Of course, even in monogamy, no one person can completely fulfill another’s needs. Perhaps, if you are very lucky, they can do so sexually, but almost all of us need intimacy and closeness with other people. Be it friends, or family, or colleagues, we need to be able to call on a few people for conversation and friendship (even if it is only for something as simple as being able to discuss music our partner isn’t particularly interested in). There is richness in that kind of multiplicity. In fact, when I look at monogamous relationships that seem particularly co-dependent to the extent that they become exclusive – people who struggle to find time for other things because they are with their partners so much, or who spend all their free time waiting for their partners – it frightens me. The idea that you can find everything you need in one person has been so romanticised, yet in reality, it’s a scary prospect. But still we cling to this idea of love being one thing, and coming from one person; and the pictures that surround this ideal saturate our culture and our society.
I have, once or twice, asked someone to choose between me and someone else. It never turned out in my favour really, and even if it did I was left with the sting of resentment that I had even asked in the first place. In those situations the idea of non-monogamy didn’t even occur to me – we were all naïve once, weren’t we? – but even if it had, I have a feeling it wouldn’t have appealed much to my partners. Not that making judgements retrospectively does anyone much good.
But here’s the thing: on the other side of it, being asked to choose, or being put in a situation where I felt I should choose, the choice always struck me as being somewhat ridiculous. Because I’ve never loved one person in the same way that I’ve loved another. In fact, every time I have been in love, or even felt deep affection, it has been unique to each particular person. I have loved with intense sexual urgency; I have loved with the deepest appreciation; I have loved in adolescence, somewhat playfully but still ardently; I have loved purely because of the way a man understands what it means when I’m short with him; and I have loved because he knew how to put me in my place. In the end, that choice is not like choosing between two brands of tobacco; it’s like choosing between a painting and the rain. The choice makes no logical sense.
There is a scene in Mansfield Park – and here’s where I ashamedly confess, as an English student, that I haven’t read it; I’ve only seen Patricia Rozema’s rather superb film version – where Mary Crawford asks Edmund if he loves Fanny, and in response he says “Of course I love her, but there are as many forms of love as there are moments in time.”

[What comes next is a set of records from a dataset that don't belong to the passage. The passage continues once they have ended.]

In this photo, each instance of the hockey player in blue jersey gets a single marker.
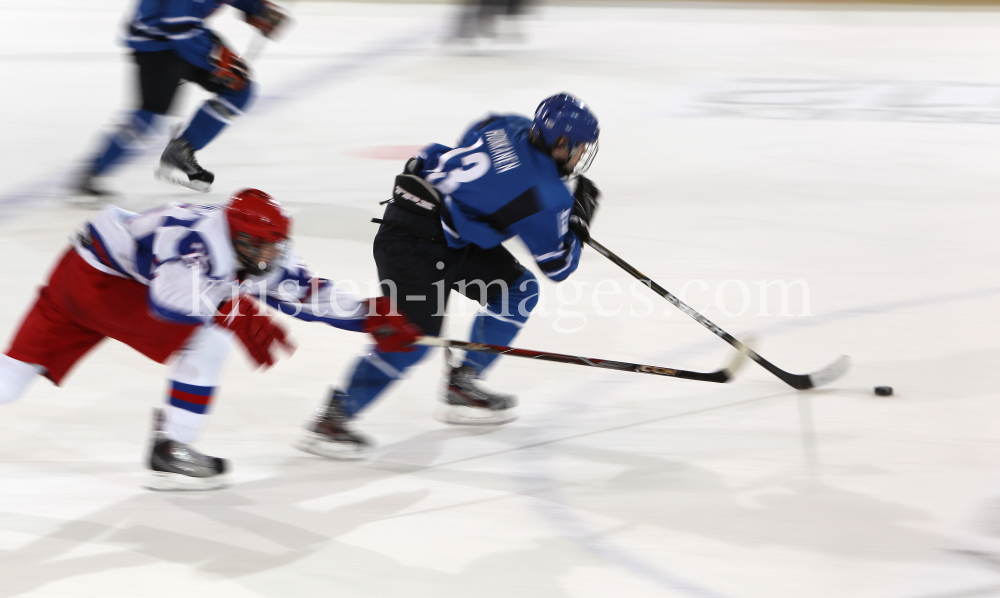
(451, 210)
(172, 45)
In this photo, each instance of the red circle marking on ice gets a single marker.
(387, 152)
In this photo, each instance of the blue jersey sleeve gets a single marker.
(555, 249)
(179, 25)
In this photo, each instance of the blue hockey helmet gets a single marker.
(564, 115)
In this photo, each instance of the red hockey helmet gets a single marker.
(259, 227)
(257, 215)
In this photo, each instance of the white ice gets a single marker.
(851, 148)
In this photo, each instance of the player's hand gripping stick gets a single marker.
(393, 332)
(255, 328)
(270, 19)
(228, 69)
(586, 197)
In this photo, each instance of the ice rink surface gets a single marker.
(852, 149)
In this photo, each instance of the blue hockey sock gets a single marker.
(373, 374)
(500, 321)
(118, 144)
(214, 115)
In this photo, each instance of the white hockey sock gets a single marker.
(192, 383)
(15, 378)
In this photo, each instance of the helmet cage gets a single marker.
(586, 159)
(564, 116)
(258, 256)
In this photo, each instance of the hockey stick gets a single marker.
(797, 381)
(723, 375)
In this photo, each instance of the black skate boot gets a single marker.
(178, 165)
(328, 433)
(468, 403)
(177, 466)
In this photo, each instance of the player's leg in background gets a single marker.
(216, 113)
(178, 163)
(159, 75)
(191, 388)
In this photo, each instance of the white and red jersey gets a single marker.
(185, 255)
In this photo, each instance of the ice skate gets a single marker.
(177, 466)
(468, 403)
(329, 435)
(179, 166)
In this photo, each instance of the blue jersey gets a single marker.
(497, 185)
(178, 25)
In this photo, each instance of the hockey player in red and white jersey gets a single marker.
(177, 283)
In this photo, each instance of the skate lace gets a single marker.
(187, 153)
(185, 453)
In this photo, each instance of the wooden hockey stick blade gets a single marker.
(831, 372)
(796, 381)
(721, 376)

Even when I was monogamous, and still focused on that idea of finding my one, I felt very strongly that this statement was true. Every time I fall in love it feels unique and special, as though no one in the history of the world has felt exactly the way I feel. Not only do I think that is true, I also think our love for one person changes dramatically as we love them. The same way people change and time moves.

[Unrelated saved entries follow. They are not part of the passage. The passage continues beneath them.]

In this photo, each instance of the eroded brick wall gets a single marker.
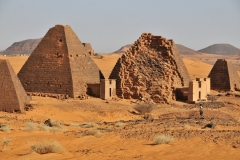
(151, 68)
(12, 95)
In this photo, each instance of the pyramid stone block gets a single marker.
(224, 76)
(13, 97)
(152, 68)
(60, 64)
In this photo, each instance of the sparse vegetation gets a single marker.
(93, 132)
(119, 124)
(29, 126)
(144, 108)
(45, 147)
(6, 128)
(163, 139)
(89, 125)
(6, 142)
(74, 125)
(186, 126)
(56, 127)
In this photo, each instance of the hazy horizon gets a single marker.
(109, 25)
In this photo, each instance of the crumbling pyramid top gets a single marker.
(60, 64)
(13, 98)
(151, 68)
(224, 76)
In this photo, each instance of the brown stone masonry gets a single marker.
(60, 64)
(13, 98)
(151, 68)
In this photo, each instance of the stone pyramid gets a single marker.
(60, 64)
(224, 76)
(13, 97)
(151, 68)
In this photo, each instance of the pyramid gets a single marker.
(59, 64)
(13, 97)
(151, 68)
(224, 76)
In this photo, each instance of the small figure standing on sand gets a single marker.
(201, 110)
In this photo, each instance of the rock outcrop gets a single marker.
(22, 48)
(152, 69)
(224, 76)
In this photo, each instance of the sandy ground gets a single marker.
(133, 140)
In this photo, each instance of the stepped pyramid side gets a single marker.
(83, 69)
(224, 76)
(13, 97)
(151, 68)
(59, 65)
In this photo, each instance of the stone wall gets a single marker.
(60, 64)
(151, 68)
(224, 76)
(13, 98)
(89, 49)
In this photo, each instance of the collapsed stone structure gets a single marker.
(224, 76)
(89, 49)
(152, 68)
(13, 97)
(60, 64)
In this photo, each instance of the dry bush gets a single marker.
(74, 125)
(6, 128)
(89, 125)
(5, 142)
(45, 147)
(163, 139)
(119, 124)
(93, 132)
(55, 128)
(187, 126)
(29, 126)
(144, 108)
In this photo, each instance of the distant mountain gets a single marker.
(123, 49)
(222, 49)
(185, 50)
(22, 47)
(182, 49)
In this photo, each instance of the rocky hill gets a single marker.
(22, 47)
(222, 49)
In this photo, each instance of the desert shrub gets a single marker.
(186, 126)
(93, 132)
(119, 124)
(5, 142)
(89, 125)
(6, 128)
(55, 128)
(144, 108)
(163, 139)
(29, 126)
(49, 146)
(74, 125)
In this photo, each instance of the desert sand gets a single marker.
(134, 140)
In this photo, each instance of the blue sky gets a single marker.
(110, 24)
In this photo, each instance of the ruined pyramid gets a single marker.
(60, 64)
(224, 76)
(13, 97)
(152, 68)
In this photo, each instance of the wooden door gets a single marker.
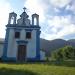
(21, 53)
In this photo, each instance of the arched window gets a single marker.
(12, 20)
(35, 21)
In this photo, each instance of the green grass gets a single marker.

But I am becoming far too sentimental here! What this knowledge, or revelation really means is that whilst, as a non-monogamous person, I have to get over the idea of love as something singular, it also means I don’t have to let go of the idea of being loved uniquely. And, in fact, there is something extraordinarily beautiful in the idea of loving someone in a way that I have never loved before, and then being able to reach out elsewhere and say, simultaneously, the same about someone else. Surely the uniqueness of that love can only be enhanced by the fact that I don’t have to choose one.
And all this without even mentioning our capacity to love more than one child, and more than one friend. Love is most definitely not finite.